Tuesday, February 22, 2011

Community

My church has a new focus on community. We are a Community of Christ-followers on the Frontlines.  Reaching out beyond ourselves to seek God, to being honest in our relationships, and to find our calling within God's mission.  We are also participating in 40 days of fasting from various things such as, during the first week we were asked to fast from lunch and do a 24 hour fast at the end of the week. This past week we were to fast from normal routine and spend some time during the day reading and meditating when you would be doing other things and also to build others up and not think about ourselves.  This week our focus is on adornment.  Not wearing jewelry (except wedding bands) and keep our clothing generic, free from team logos and design labels, and also no perfume or cologne.  Let ourselves be the aroma of Christ and find ways to give of ourselves.

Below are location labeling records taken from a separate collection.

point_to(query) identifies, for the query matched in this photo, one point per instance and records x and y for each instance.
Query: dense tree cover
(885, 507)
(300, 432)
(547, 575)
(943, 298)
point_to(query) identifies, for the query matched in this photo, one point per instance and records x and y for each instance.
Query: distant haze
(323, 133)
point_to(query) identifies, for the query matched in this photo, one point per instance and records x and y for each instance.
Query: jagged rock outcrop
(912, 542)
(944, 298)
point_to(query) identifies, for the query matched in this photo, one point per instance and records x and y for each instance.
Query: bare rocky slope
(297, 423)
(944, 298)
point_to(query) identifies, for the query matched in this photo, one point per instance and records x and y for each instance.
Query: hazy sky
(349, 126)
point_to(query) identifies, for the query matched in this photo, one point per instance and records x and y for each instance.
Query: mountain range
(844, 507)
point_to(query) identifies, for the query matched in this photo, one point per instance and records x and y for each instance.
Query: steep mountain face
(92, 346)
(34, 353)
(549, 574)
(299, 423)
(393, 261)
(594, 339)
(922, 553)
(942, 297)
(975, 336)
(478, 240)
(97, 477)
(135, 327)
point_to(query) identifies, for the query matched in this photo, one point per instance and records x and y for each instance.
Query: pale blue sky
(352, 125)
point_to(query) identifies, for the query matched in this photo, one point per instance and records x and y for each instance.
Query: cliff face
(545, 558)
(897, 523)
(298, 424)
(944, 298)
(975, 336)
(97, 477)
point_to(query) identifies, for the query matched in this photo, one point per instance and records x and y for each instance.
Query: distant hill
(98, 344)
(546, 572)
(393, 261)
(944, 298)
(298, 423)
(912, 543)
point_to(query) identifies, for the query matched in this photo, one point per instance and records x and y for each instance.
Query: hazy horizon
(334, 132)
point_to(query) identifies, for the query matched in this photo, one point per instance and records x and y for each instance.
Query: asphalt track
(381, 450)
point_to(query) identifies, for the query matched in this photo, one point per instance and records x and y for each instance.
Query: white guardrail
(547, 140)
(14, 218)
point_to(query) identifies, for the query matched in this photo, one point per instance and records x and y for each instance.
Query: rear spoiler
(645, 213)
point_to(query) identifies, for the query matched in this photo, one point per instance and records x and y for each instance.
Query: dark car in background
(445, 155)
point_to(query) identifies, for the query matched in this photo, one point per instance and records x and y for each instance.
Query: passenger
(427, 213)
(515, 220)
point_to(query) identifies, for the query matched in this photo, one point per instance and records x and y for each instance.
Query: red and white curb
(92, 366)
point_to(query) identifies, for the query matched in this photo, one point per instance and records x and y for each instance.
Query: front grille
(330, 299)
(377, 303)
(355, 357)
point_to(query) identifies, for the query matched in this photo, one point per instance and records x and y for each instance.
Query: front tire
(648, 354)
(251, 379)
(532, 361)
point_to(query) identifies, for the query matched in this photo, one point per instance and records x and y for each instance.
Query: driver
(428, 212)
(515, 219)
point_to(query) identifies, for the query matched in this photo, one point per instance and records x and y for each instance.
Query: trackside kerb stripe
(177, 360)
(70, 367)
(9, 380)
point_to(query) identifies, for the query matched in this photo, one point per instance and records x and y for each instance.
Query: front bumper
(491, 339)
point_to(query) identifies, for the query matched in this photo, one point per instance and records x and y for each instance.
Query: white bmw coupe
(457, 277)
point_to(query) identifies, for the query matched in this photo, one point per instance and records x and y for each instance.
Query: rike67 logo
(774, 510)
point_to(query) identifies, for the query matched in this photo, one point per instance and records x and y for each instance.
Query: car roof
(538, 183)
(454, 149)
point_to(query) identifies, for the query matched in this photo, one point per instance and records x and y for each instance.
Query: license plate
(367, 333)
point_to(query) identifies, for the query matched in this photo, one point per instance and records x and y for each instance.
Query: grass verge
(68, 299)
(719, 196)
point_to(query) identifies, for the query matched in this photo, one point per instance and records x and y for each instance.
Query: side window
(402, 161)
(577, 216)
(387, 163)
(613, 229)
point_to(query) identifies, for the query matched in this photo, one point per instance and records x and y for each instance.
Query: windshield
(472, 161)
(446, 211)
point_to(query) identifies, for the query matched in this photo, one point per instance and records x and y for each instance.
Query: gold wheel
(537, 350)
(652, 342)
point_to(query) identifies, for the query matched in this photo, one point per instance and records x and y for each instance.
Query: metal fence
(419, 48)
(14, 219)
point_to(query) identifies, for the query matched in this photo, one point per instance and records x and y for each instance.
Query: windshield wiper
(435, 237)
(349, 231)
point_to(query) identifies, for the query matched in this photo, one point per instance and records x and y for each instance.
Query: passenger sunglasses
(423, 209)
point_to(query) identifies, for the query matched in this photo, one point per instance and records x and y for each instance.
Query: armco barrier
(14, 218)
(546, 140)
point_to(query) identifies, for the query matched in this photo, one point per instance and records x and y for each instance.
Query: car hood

I have to be honest and say I have not really participated.  I couldn't do the first week because of my diabetes.  The second week I just didn't have the opportunities to fulfill any of the suggestions offered to us to complete. This week is a little easier but I'm still finding it hard.  One emphasis is that we all be part of a community group. (small groups that meet outside the church every week).  I signed up for one but can't get anyone to come pick me up for the meetings so I am left out in the cold once again.  I still think there is much work to be done in this area of giving and thinking more of others than yourself.  I see a lot of people at church every Sunday and that's the one and only time I am in interaction with them.  I could probably do more myself to make contact during the week but so many people work and have families and things to do that I just hesitate.  I am the one with all the flexible time and I feel like they should fit me into their schedule when they can.  My friends have an open invitation to come and see me anytime, to call me anytime, to email me, or chat on Facebook anytime.  But no one comes to see me, no one calls. I get emails sometimes, and chat sometimes. But it's not the emails and the chat I want as part of my life.  It's the face to face social interaction.  Community is not loneliness.  It's togetherness, and camaraderie, and belonging.  I could do some calling, but like I said before, people are so busy.  Who has the time?  So I am having difficulty with this concept of community and serving because I am not able to do as much as some people can.  I still feel as lonely as I always have.  I wish so much that I were a people person.  They seem to be more likeable, to be wanted more by others.  All I can do is keep trying.  Keep praying.  Keep trusting God to bring me what He wants me to have in my life.  For after all, community is as community does.  He will make me into what He wants me to be and that is a Christ-Follower working on the frontlines to serve Him.